Because the method were successfull for the small images, I used the same method for the larger images. However, I had to implement an image pyramid so that I could search over more than -15 to 15 displacements without the computation time becoming too large. A larger displacement space was necessary because the images consist of more pixels. The image pyramid works by recursively downsampling the images with a factor 2 four times. When the function is at the coarsest level, the function searches for the optimal displacement in a -15 to 15 pixel range in the downsized image. It then return this displacement, which is then used as a starting point to search for the optimal displacement in the next level. This is repeated until the function is at the original image size, and the optimal displacement is then used to align the images.

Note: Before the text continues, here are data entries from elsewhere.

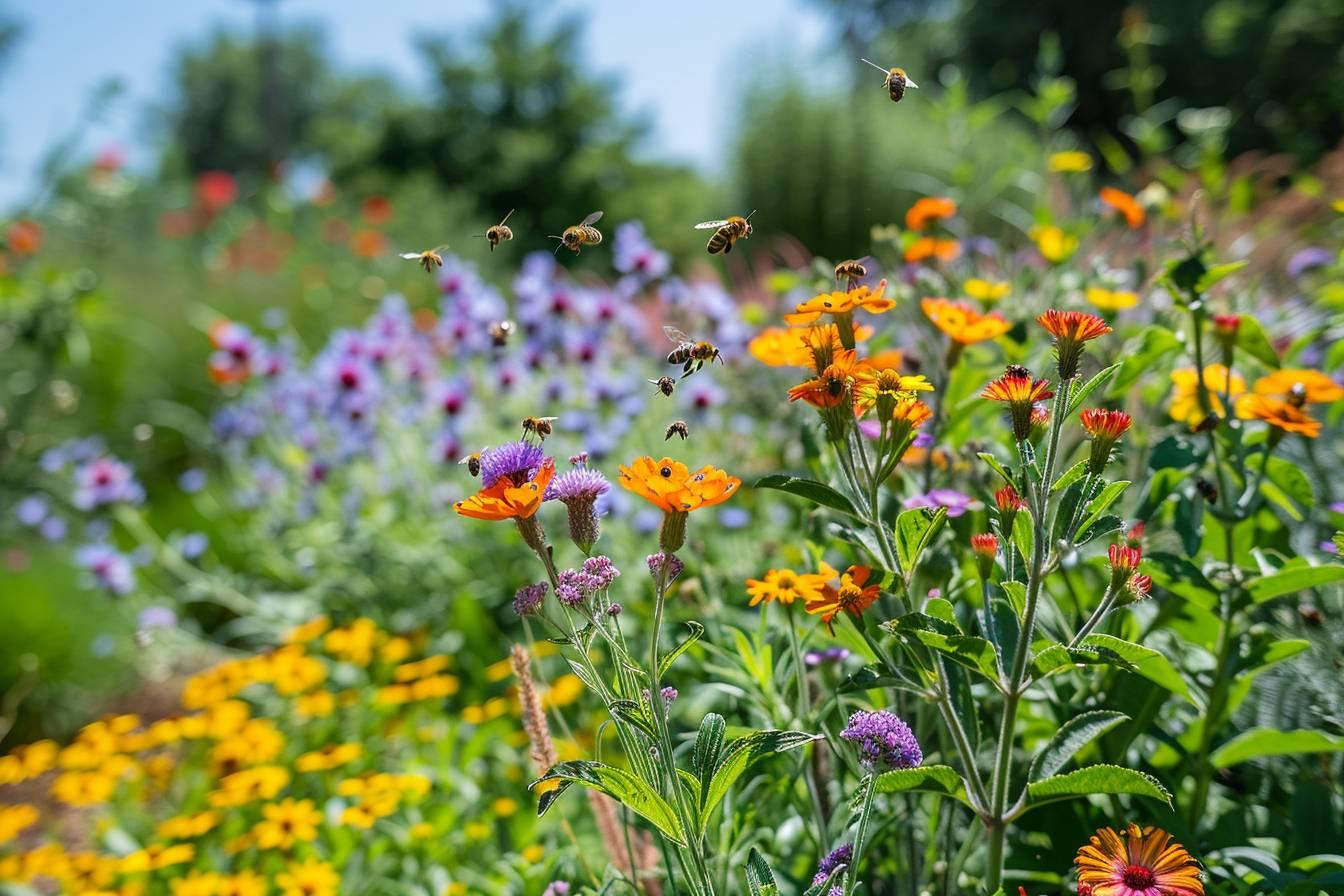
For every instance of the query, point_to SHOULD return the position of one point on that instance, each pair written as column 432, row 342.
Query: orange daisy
column 671, row 486
column 962, row 323
column 1125, row 204
column 843, row 302
column 1139, row 863
column 929, row 210
column 507, row 501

I think the result for the large images were generally really good. However, for one of the images, the Emir, the red version is way out of line with the other images. I think this could be becuase the coursest level for some reason finds a wrong optimal point, and that when the function then starts searching for the optimal displacement in the next level, it is searching around a wrong point. This could be because the coursest level is simply too coarse. One solution could be to downsize the image one less time. However, as I wanted to implement some bells and whistles, I instead implemented an edge detector. The edge detector works by using sobel filters to give each pixel a value based on the gradient of the image intensity, effectively giving each pixel a value based on how much of an edge it is. I then used the same method as before, but instead of comparing the pixel values, I compared the edge values between one default image and one image that is moved. This worked really well, and the result for the Emir image was much better. For the rest of the images, the result was generally the same as before, but the edge detector made the images look a bit sharper.

Low resolution images

Church — Chatedral colored. Red disp: (3, 12). Green disp: (2, 5).

Emir — Monastery colored. Red disp: (2, 3). Green disp: (2, -3).

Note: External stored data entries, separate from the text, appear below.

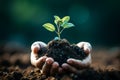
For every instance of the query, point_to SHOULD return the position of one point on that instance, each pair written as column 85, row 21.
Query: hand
column 75, row 65
column 46, row 64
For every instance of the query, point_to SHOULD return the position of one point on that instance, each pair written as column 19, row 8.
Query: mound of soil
column 61, row 50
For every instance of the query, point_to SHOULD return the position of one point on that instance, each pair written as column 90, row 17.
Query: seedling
column 61, row 24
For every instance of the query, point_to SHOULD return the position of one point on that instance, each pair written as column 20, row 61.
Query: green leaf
column 68, row 25
column 65, row 19
column 57, row 19
column 49, row 27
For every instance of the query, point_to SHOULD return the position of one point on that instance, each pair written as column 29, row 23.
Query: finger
column 54, row 68
column 77, row 63
column 46, row 67
column 36, row 46
column 39, row 63
column 69, row 68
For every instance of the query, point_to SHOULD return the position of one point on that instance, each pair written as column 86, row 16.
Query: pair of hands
column 49, row 66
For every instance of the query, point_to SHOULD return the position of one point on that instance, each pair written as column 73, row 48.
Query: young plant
column 61, row 24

Harvesters — Tobolsk colored. Red disp: (3, 6). Green disp: (3, 3).

High resolution images using RGB pixel values.

Lady colored. Red disp: (12, 115). Green disp: (8, 56).

Melons colored. Red disp: (13, 179). Green disp: (11, 85).

Onion Church colored. Red disp: (36, 108). Green disp: (27, 51).

Sculpture colored. Red disp: (-27, 140). Green disp: (-11, 33).

Self Portrait colored. Red disp: (37, 177). Green disp: (29, 79).

Three Generations colored. Red disp: (11, 112). Green disp: (14, 55).

Train colored. Red disp: (32, 89). Green disp: (6, 44).

High resolution images using edge detector

Images of my own choosing

Fish colored. Red disp: (32, 120). Green disp: (24, 51).

House colored. Red disp: (-35, 142). Green disp: (-16, 35).